Namun karena jumlah pendaftar sangat besar, tidak semua peserta bisa diterima dalam proses seleksi.
Ada berbagai penyebab pengajuan KIP Kuliah ditolak. Mulai dari data ekonomi yang dianggap tidak sesuai, dokumen yang kurang lengkap, hingga hasil verifikasi dari kampus dan sistem pusat.
Dalam kondisi seperti ini, calon mahasiswa tetap perlu tenang dan segera mencari solusi agar rencana untuk kuliah tidak terhambat.
Berikut beberapa hal yang bisa dilakukan ketika pengajuan KIP Kuliah ditolak.
1. Cek ulang berkas pengajuan KIP Kuliah
Langkah pertama yang dapat dilakukan adalah melakukan pengecekan ulang kesesuaian data diri hingga kriteria ekonomi sesuai dengan yang disyaratkan.
Selain itu, pastikan berkas pengajuan KIP Kuliah telah dilengkapi dengan dokumen pendukung seperti Surat Keterangan Tidak Mampu (SKTM) untuk membuktikan bahwa kamu berasal dari keluarga dengan ekonomi keluarga di bawah rata-rata.
2. Ajukan sanggahan jika ditemukan kesalahan data
Jika merasa ada kesalahan dalam proses verifikasi KIP Kuliah, mahasiswa juga bisa mencoba mengajukan sanggahan.
Langkah ini dilakukan dengan memeriksa kembali data yang sudah di-input dalam sistem dan berkonsultasi dengan pihak kampus untuk meminta penjelasan lebih lanjut.
3. Ajukan banding atau penyesuaian golongan UKT
Setelah verifikasi berkas selesai, lalu ajukan banding atau penyesuaian golongan UKT.
Kampus umumnya memiliki mekanisme khusus bagi mahasiswa yang merasa kondisi ekonominya belum tergambar secara tepat dalam proses verifikasi.
Mahasiswa biasanya diminta melengkapi sejumlah dokumen pendukung seperti slip penghasilan orang tua, surat keterangan tidak mampu, hingga data kondisi tempat tinggal. Proses ini dilakukan melalui bagian keuangan atau kemahasiswaan kampus.
4. Cari informasi beasiswa alternatif dari kampus atau lembaga lain
Selain mengurus penyesuaian UKT, mahasiswa juga dapat mulai mencari informasi mengenai beasiswa alternatif.
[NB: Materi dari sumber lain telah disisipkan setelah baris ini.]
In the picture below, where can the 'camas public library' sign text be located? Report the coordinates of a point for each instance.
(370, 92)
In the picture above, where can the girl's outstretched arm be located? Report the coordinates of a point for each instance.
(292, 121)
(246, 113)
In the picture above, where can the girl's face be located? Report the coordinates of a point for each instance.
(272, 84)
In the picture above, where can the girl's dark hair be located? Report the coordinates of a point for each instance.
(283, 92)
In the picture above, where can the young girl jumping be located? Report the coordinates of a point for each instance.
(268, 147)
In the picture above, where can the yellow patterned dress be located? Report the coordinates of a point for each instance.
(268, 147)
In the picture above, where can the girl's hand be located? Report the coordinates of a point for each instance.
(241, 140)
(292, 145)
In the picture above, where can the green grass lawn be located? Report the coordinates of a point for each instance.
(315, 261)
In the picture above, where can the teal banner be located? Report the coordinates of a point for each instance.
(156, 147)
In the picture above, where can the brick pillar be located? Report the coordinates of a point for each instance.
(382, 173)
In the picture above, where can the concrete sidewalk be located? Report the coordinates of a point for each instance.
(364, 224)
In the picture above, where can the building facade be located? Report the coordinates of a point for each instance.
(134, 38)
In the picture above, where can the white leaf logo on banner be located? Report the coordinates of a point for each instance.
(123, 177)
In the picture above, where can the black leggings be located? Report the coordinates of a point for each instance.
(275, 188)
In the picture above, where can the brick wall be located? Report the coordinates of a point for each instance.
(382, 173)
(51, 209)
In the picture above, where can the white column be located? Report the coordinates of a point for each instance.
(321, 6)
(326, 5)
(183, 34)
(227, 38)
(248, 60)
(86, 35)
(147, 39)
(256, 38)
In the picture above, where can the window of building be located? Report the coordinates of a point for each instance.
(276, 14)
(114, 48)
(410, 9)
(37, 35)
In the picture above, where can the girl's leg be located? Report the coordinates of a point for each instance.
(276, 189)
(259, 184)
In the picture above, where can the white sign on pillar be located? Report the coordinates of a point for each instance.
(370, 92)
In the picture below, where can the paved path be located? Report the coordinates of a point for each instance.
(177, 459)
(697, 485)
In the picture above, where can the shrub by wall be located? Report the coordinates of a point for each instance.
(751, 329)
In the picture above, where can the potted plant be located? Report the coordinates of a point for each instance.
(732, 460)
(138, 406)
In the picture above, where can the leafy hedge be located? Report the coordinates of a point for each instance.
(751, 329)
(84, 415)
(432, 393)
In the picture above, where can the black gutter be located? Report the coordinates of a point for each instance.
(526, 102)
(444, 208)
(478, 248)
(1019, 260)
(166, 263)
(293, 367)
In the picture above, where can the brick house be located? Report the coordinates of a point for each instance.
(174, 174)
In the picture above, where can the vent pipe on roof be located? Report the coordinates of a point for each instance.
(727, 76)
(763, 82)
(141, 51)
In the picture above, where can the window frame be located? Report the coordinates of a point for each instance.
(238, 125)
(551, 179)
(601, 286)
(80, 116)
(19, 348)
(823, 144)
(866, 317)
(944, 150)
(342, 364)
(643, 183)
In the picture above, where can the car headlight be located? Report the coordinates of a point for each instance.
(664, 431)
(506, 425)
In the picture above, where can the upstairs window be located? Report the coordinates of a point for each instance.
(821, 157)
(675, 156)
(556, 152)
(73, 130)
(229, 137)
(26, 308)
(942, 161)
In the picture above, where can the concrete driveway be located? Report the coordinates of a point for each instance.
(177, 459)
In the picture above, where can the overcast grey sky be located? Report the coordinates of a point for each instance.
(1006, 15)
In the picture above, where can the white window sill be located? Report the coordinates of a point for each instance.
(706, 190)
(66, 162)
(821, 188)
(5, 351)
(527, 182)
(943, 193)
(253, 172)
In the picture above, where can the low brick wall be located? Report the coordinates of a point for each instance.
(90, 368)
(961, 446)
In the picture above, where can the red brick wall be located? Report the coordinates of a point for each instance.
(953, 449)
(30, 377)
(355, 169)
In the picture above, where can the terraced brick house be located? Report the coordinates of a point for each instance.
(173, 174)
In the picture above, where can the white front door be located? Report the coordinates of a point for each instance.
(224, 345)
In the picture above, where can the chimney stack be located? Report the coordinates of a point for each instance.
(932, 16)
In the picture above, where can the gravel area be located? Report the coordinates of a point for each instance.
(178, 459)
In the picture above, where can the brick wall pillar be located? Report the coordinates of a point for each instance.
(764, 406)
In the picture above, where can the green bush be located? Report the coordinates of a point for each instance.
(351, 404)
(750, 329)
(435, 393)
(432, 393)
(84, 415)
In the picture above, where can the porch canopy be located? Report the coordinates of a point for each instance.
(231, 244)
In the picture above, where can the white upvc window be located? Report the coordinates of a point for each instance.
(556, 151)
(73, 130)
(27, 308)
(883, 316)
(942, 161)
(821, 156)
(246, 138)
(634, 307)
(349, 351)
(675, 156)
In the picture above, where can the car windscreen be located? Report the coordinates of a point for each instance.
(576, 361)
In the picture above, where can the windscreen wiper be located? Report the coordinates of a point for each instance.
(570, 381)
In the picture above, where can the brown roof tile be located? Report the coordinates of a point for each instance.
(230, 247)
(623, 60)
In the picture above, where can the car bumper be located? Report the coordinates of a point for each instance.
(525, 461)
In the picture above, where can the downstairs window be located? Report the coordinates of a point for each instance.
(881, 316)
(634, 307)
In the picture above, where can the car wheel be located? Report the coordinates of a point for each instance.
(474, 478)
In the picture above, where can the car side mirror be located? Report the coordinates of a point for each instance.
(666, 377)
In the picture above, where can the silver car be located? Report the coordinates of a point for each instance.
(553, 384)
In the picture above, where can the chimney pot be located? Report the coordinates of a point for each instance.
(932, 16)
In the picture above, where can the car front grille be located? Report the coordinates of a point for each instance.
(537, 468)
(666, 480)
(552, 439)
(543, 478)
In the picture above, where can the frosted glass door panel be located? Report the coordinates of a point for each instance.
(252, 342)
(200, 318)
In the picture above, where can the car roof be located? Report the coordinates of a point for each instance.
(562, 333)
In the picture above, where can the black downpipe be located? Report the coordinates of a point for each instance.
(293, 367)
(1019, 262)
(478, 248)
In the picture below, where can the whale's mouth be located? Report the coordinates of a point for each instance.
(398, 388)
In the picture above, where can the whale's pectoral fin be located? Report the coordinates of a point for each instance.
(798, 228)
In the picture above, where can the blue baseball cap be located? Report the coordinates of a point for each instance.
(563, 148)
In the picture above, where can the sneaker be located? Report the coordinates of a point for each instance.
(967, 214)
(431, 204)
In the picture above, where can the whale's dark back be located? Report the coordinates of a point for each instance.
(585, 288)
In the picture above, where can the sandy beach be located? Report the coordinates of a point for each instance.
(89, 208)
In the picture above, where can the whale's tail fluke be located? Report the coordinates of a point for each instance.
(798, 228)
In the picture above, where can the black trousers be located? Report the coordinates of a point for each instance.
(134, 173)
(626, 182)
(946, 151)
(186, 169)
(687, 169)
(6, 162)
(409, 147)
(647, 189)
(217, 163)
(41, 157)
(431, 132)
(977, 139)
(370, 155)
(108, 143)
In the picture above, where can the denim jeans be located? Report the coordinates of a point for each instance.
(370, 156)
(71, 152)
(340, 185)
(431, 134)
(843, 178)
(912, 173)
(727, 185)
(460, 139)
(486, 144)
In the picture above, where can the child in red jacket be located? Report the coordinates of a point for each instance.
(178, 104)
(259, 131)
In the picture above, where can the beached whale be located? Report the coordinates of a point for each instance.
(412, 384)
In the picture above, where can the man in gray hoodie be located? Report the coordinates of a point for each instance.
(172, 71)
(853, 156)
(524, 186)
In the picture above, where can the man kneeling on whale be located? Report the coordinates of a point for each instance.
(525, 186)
Banyak kampus menyediakan bantuan pendidikan internal yang bisa diikuti mahasiswa aktif setelah perkuliahan dimulai.
Tidak hanya dari kampus, bantuan pendidikan juga tersedia dari pemerintah daerah, perusahaan swasta, lembaga sosial, hingga yayasan pendidikan. Karena itu, mahasiswa disarankan aktif mencari informasi dan memantau pengumuman beasiswa secara rutin.
5. Pantau terus pengumuman resmi KIP Kuliah dan kampus
Yang tidak kalah penting, mahasiswa jangan sampai mengabaikan jadwal registrasi ulang kampus.
Banyak calon mahasiswa terlalu fokus memikirkan hasil KIP Kuliah hingga lupa menyelesaikan tahapan administrasi lainnya atau melewatkan jadwal penting. Padahal, keterlambatan daftar ulang bisa membuat status kelulusan dibatalkan.
Demikian penjelasan mengenai solusi yang harus dilakukan apabila daftar KIP Kuliah ditolak. Situasi tersebut memang bisa menjadi tantangan, tetapi bukan berarti peluang kuliah ikut tertutup.